カルロス・ゴーン氏逮捕と日産の今後

2018.11.27発行 Vol.331
日産やルノーのトップを務めるカルロス・ゴーン氏が逮捕されるという衝撃が日本のみならず、フランスなどを駆け巡りました。世界的に有名な経営者ですからそのインパクトも大きかったのです。
この事件は大きく2つに分けて考えなければならないと思っています。ひとつは、カルロス・ゴーン氏自身の犯罪の問題。そして、もうひとつは、ルノーとの関係での日産の今後です。日産のルノー支配に対する反発が、ゴーン氏への「クーデター」を起こしたことは間違いありませんが、しかし、だからと言って、ルノーの日産への支配が緩むかというと私は決してそうはならないだろうと思っています。
まず、ゴーン氏の犯罪についてですが、これは、テレビや新聞でも大々的に報道されているので、皆さんもよくご存知だと思いますが、3つからなります。ひとつは、自身の給与を少なく有価証券報告書に記載していたということです。一義的には有価証券報告書の虚偽記載の責任は法人である日産やそれを実際に行った人ですが、ゴーン氏や側近が指示していたということのようです。
2つ目は、ゴーン氏の出身地のブラジルや国籍を持つレバノンなどに豪華マンションを買わせていたということです。ダミー会社をオランダに設立し、そこに60億円出資させていたというものです。3つ目は、家族旅行などに会社の経費を使っていたということです。
いずれにしても、これらに対しては、ゴーン氏側は今のところ罪状を否認しており、おそらく、非常に有能な弁護士を雇って法廷闘争を繰り広げることとなると思います。その中で事実関係が明らかになっていくでしょう。

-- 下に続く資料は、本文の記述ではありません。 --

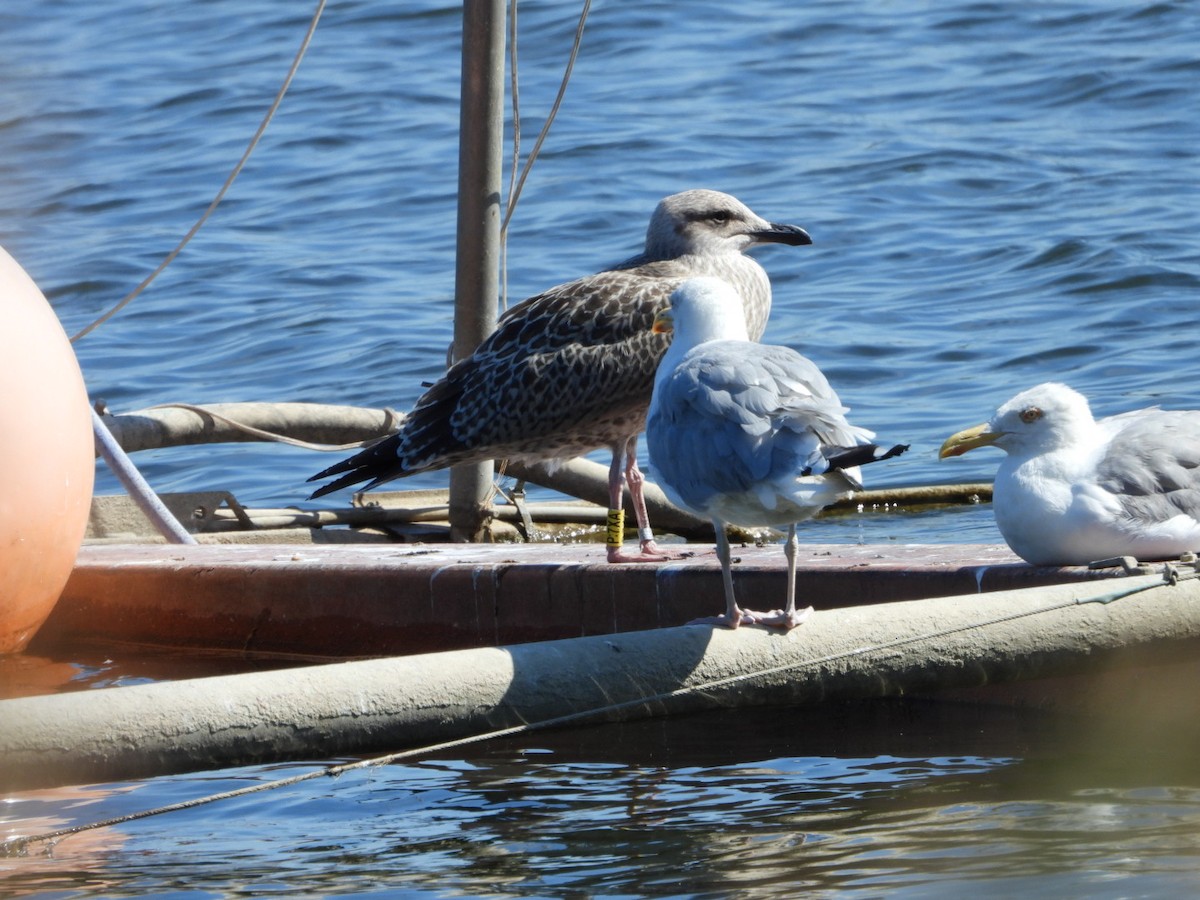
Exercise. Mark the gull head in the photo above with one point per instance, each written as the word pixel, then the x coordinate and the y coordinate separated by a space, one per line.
pixel 709 222
pixel 1039 420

問題は日産の行く末です。日産としては、内部告発をきっかけに、ゴーン氏側には全く内緒で、東京地検に捜査協力をし、ゴーン氏を羽田空港でいきなり逮捕という「クーデター」を起こしたわけです。この手の事件の場合、通常は、まず当事者に社内で話を聞くということをするでしょうが、いきなり地検に逮捕させるというのは、よほど腹に据えかねていたことがあるとともに、ゴーン氏をとても恐れていたとも言えるでしょう。
しかし、いずれにしても、このことにより、ルノーは日産への支配を緩めることはないでしょう。日産からの配当がルノーの利益の半分程度を占める中で、ルノーが虎の子の日産やその傘下にある三菱自動車を手放すとはとても考えられません。むしろ、ルノーとしては3社の扇のかなめのゴーン氏を失ったわけですから、他の手段、例えば現状43%強を保有するルノーによる日産株の買い増しなどに出る可能性があります。場合によっては、私が大阪のテレビ番組「ちちんぷいぷい」でお話したように、「ゴーン氏よりもっとすごい経営者が来る」ということにもなりかねません。日産側の現経営陣の法的責任や管理責任を問われる可能性もあり、今後の展開は予断を許さないところです。